Diego González Holguín. Gramatica y arte nueva de la lengua general de todo el Peru llamada lengua Qquichua, o lengua del Inca. Ciudad de Los Reyes (Lima): Francisco del Canto, 1607.

Diego González Holguín arrived in Peru in 1581 as a member of a Jesuit mission, and then lived in different regions of the viceroyalty. His Gramatica y arte nueva was the result of twenty-five years of studying popular spoken language in Cuzco and critically revising earlier studies on the subject like the Quechua vocabulary prepared by Fray Domingo de Santo Tomás (Valladolid, 1560).

Holguín was also the author of Vocabulario de la lengua general de todo el Peru, published in Lima in 1608, which is a continuation of the Gramatica. It includes more words than previous vocabularies and an innovative orthography (the Durand Collection holds two copies of this valuable first edition, and Notre Dame retains a third in its Rare Book Collection).
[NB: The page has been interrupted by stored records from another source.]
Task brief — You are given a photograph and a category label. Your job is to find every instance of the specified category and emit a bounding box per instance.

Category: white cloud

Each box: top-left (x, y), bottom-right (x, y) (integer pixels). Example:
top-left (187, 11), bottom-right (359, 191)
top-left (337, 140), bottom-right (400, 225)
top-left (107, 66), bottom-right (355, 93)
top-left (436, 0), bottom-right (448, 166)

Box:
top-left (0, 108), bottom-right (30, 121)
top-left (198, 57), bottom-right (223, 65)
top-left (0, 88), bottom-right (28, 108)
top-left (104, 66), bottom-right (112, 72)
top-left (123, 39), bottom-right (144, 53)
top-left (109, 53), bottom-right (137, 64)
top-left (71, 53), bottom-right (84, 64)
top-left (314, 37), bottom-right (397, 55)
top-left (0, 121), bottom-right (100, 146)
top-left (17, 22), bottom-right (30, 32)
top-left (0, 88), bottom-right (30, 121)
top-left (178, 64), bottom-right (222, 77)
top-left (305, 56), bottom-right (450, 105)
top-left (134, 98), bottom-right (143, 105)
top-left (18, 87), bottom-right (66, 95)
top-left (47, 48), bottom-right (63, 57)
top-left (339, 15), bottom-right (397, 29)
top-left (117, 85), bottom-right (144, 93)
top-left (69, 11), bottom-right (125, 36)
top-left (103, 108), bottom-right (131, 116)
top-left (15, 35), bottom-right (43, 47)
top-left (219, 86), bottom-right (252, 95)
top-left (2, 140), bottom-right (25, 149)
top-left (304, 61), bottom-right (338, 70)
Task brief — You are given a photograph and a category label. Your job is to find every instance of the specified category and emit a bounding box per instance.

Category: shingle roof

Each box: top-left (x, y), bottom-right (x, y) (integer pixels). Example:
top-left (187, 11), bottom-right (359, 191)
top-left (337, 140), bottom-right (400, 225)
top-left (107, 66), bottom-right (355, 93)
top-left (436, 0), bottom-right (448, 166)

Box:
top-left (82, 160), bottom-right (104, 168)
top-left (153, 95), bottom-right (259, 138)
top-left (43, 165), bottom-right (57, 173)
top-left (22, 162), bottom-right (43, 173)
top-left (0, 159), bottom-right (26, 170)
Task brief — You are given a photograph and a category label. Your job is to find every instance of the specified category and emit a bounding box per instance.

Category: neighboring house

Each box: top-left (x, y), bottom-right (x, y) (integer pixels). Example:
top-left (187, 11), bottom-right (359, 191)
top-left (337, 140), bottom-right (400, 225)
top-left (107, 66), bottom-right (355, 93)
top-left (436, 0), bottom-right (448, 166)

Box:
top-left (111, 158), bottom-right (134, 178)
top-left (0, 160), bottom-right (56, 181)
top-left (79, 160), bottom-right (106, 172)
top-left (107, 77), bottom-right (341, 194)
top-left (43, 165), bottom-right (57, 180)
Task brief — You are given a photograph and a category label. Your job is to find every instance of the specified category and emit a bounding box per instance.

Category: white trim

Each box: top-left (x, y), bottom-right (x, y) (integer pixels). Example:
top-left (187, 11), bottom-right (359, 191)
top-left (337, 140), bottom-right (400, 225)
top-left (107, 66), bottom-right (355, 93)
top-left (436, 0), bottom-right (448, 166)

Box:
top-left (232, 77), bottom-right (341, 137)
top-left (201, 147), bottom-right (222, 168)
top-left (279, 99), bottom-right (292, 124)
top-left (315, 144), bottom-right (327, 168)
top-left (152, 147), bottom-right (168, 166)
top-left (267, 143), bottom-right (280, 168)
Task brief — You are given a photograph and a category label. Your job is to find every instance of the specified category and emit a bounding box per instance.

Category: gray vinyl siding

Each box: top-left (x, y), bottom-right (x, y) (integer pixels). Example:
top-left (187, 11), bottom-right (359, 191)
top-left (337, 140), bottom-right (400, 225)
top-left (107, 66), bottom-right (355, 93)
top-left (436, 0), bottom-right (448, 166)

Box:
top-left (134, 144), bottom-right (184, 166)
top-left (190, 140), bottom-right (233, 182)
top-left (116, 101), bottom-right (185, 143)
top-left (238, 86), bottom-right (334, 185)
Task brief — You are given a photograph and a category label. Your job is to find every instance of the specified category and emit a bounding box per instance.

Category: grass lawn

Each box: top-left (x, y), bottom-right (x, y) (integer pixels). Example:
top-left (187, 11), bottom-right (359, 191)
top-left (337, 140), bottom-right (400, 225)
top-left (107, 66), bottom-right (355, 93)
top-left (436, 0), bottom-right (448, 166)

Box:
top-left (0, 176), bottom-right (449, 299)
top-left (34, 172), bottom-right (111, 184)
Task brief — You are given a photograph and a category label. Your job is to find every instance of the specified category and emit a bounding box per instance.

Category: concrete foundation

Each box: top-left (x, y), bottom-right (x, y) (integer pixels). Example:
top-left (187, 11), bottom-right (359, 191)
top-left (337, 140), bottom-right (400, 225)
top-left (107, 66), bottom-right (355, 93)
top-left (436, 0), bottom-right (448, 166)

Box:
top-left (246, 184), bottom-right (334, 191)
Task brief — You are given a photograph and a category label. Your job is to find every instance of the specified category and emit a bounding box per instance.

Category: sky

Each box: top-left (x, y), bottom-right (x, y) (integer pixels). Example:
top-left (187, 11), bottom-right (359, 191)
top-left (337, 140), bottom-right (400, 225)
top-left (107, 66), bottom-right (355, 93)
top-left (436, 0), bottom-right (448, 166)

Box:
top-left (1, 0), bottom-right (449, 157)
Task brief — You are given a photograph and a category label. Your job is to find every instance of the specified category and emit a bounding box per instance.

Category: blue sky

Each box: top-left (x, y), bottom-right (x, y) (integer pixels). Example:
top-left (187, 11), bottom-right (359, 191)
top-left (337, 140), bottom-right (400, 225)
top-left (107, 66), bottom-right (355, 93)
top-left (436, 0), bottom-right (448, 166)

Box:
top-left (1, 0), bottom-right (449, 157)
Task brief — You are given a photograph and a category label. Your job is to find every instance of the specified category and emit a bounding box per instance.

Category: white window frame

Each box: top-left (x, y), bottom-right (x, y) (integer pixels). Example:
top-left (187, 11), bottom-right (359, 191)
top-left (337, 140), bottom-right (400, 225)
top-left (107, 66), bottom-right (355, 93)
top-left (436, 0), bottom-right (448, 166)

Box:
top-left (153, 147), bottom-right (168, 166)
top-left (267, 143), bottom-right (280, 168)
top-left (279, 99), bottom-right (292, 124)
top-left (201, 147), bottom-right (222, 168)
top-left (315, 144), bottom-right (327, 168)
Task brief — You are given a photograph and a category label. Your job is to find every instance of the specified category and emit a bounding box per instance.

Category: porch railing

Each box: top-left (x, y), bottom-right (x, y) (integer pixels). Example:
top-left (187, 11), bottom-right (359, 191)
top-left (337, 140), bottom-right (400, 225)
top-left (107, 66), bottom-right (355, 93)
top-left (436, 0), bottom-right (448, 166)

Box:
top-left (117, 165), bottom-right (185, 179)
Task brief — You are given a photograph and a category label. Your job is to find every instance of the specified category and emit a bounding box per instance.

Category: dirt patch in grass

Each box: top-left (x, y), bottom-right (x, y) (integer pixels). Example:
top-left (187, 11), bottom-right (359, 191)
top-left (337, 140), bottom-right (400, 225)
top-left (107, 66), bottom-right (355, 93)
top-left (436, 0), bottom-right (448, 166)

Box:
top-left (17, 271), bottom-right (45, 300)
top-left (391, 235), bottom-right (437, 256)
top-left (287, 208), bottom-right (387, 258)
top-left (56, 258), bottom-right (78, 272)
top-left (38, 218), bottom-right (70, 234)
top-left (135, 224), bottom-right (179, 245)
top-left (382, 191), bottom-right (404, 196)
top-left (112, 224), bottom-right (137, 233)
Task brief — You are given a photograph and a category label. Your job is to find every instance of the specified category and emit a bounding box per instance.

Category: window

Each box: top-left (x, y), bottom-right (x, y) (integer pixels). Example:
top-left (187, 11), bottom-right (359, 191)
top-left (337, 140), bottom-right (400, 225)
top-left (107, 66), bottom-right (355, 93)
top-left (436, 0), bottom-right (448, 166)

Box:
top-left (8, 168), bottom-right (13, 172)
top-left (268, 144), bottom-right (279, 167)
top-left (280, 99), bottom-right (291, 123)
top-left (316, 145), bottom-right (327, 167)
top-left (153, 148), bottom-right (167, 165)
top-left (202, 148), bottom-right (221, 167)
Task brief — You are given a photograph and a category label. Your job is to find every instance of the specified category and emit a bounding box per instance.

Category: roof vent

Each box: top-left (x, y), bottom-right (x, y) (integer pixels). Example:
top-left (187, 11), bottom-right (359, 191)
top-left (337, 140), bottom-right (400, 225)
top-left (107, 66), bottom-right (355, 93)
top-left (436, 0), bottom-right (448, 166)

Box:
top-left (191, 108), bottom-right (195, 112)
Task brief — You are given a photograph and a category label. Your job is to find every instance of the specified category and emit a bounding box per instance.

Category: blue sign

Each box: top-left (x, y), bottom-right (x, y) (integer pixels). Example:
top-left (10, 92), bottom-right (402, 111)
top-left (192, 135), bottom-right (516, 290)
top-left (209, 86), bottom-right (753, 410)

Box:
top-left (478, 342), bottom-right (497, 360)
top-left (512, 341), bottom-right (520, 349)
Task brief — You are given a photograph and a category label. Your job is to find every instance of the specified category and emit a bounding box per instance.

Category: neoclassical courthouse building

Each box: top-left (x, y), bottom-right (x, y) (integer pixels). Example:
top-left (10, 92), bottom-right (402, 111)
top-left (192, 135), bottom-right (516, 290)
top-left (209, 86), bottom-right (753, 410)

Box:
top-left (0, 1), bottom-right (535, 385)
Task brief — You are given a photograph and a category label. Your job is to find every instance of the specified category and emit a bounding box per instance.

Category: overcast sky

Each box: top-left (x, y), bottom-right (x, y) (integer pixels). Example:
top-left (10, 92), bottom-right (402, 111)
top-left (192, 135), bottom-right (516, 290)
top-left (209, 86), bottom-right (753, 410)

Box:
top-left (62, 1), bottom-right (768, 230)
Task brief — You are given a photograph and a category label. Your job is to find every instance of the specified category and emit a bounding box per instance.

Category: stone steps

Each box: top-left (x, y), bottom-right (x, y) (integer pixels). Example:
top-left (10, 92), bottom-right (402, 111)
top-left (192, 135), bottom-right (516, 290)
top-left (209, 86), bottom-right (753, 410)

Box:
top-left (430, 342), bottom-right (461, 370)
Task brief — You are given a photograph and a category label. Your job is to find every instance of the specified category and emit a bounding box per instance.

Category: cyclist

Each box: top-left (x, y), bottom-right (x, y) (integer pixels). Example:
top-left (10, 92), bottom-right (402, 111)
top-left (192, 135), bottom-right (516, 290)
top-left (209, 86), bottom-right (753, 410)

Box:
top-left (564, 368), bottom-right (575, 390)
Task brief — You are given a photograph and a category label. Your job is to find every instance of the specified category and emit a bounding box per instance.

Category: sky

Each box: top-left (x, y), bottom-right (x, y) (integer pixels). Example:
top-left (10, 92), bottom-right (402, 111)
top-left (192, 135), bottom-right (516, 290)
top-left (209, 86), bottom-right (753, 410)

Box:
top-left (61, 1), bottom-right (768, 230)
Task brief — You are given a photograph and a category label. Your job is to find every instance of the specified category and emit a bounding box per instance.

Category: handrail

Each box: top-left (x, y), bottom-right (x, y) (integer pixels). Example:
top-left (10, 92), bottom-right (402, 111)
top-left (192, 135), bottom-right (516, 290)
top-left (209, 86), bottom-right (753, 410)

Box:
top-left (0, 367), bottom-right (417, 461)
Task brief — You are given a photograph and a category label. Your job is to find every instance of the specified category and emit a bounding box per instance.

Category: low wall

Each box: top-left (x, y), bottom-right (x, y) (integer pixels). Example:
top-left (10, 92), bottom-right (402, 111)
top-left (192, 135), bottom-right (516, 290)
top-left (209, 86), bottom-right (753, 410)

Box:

In 1579 the University of Lima created the chair of Quechua studies and it was decided that priests, bachelors and licentiates were obliged to study the "general language."

Books written by González de Holguín were published by the second printer to work in Lima, Francisco del Canto (son of his namesake who was also a printer in Medina del Campo, Spain, from 1555). These books produced during the first years of printing in Peru (from 1584) are extremely rare.